F. C. : Je vais me baser sur les chiffres qu’on a eus l’année passée. Entre le moment où on a rouvert - le 1er juillet 2020 – et le 7 juillet 2020, on avait fait 20% de plus que la première semaine de juillet 2019 alors que 2019 était déjà une année incroyable. C’était sans masque à ce moment-là. Une semaine après, on a dû porter le masque à l’intérieur de la salle. On a alors vu une baisse de la fréquentation mais qui est aussi liée au fait qu’on arrivait entre mi-juillet et mi-août et que les gens partent en vacances, ce qui est bien normal.
Mais dès qu’on a eu la rentrée et qu’on a recommencé - déjà fin août-début septembre - on est allé crescendo vers une fréquentation qui était proche de ce qu’on avait déjà en 2019.
Les gens ont envie de revenir au cinéma. C’est sûr.
On a fait des séances en ligne pour garder le lien avec le public pendant qu’on était fermé. On voit que les séances en ligne fonctionnent quand même vraiment moins bien que les séances au cinéma. Et qu’en fait, le cinéma, ça reste un endroit magique, de rencontres, de débats, de discussions, un endroit où on est déconnecté du monde.
C’est ça qui est génial. Être dans une salle de cinéma, c’est un moment suspendu, un moment incroyable. Et je crois que c’est ça en fait que les gens viendront toujours chercher. Quand on voit - c’était assez beau de se dire ça - que même s’il y a des plateformes de streaming comme Netflix, etc., qui ont pas mal marché ces temps-ci, Chloé Zhao, la réalisatrice de Nomadland, le film multi oscarisé, a dit qu’il fallait regarder son film sur l’écran le plus grand possible et qu’elle avait hâte que le film puisse être dans les salles.
Ce type de cinéma et la beauté de ce cinéma-là ne peut s’apprécier que dans une salle de cinéma, dans ce cocon qui permet d’en profiter complètement, d’en apprécier tous les aspects.

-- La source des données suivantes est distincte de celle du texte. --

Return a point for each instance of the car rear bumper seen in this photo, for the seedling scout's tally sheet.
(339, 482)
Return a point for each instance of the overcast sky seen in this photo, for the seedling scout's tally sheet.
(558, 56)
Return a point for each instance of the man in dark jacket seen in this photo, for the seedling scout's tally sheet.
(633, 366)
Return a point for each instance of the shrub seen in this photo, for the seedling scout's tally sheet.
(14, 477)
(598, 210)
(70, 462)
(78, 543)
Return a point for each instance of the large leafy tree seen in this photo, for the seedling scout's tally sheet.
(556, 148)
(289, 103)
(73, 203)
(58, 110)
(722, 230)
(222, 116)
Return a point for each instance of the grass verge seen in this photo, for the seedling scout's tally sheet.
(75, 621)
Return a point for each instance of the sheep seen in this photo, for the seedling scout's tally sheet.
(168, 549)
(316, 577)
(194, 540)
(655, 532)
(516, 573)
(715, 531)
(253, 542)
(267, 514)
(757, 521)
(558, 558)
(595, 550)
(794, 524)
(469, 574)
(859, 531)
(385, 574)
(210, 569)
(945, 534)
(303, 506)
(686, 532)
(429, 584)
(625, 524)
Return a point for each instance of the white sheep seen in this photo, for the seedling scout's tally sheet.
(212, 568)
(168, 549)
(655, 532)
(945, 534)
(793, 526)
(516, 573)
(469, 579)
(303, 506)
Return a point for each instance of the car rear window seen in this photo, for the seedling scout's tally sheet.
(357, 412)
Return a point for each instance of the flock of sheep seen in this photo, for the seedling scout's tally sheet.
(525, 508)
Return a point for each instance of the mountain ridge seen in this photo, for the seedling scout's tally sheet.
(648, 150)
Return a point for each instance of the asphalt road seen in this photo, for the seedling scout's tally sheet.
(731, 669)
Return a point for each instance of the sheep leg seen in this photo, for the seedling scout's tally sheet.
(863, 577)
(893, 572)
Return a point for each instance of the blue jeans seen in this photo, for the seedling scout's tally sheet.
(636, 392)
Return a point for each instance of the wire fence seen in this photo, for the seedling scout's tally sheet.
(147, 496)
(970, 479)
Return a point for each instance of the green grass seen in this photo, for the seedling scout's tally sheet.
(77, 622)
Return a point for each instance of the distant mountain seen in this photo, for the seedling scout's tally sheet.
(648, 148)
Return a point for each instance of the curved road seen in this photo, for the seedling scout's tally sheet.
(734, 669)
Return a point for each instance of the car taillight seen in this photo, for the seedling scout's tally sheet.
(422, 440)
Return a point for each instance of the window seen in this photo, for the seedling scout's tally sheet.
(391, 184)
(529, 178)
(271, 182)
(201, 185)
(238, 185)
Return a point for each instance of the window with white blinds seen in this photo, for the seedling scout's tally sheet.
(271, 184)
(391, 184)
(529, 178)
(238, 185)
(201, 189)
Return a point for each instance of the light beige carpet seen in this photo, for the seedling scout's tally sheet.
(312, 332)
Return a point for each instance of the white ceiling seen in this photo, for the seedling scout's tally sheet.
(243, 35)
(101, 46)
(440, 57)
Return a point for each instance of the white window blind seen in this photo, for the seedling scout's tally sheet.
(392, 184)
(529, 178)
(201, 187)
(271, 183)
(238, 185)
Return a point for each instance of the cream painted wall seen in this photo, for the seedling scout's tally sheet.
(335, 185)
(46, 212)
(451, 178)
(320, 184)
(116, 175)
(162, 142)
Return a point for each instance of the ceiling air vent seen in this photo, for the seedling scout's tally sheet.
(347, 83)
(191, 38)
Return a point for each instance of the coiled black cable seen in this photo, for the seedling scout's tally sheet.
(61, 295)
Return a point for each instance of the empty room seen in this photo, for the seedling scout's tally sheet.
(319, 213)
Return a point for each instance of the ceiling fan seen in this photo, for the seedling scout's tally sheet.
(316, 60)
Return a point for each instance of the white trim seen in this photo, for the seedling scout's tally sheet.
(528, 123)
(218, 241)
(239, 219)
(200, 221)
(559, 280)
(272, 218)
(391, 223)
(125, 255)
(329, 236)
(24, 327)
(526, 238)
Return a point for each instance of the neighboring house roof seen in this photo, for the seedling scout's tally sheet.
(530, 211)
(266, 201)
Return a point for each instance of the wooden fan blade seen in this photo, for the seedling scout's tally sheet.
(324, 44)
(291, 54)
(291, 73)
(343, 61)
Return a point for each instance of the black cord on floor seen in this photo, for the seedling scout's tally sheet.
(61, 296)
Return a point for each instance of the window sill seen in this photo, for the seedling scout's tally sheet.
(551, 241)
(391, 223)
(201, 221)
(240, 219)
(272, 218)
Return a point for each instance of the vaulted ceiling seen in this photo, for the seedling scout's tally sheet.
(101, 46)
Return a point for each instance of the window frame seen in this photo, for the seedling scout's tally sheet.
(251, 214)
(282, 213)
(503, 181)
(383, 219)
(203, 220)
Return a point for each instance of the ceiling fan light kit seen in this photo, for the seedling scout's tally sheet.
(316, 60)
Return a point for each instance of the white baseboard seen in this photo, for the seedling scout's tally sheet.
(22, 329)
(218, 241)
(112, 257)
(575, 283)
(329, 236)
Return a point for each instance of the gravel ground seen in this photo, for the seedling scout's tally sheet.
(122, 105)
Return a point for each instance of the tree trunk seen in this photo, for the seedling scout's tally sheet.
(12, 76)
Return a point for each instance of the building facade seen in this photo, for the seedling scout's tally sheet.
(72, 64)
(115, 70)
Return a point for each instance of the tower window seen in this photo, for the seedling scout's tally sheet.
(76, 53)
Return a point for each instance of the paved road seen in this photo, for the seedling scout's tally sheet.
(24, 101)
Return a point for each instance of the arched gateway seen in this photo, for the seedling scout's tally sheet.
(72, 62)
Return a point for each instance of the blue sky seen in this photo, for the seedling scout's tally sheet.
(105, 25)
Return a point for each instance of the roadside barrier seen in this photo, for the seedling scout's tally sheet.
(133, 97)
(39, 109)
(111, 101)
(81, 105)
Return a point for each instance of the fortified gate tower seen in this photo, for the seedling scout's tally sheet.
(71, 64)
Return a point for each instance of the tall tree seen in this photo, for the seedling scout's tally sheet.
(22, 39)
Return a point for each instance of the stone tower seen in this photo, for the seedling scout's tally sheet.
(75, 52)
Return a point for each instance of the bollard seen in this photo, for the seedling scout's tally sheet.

Il faut cependant être conscient qu’un cinéma actuel n’est pas celui d’il y a plusieurs dizaines d’années. Un cinéma d’Art et Essai actuel fonctionne de telle manière qu’il doit être alimenté. Il doit être dynamisé. Ce qui va faire la différence avec les autres cinémas, ce sont les rencontres qu’on va créer, c’est tout ce qu’on va créer autour de l’expérience. Il ne suffit plus seulement de passer des films dans les salles. C’est très important de proposer quelque chose de complémentaire, d'avoir son identité.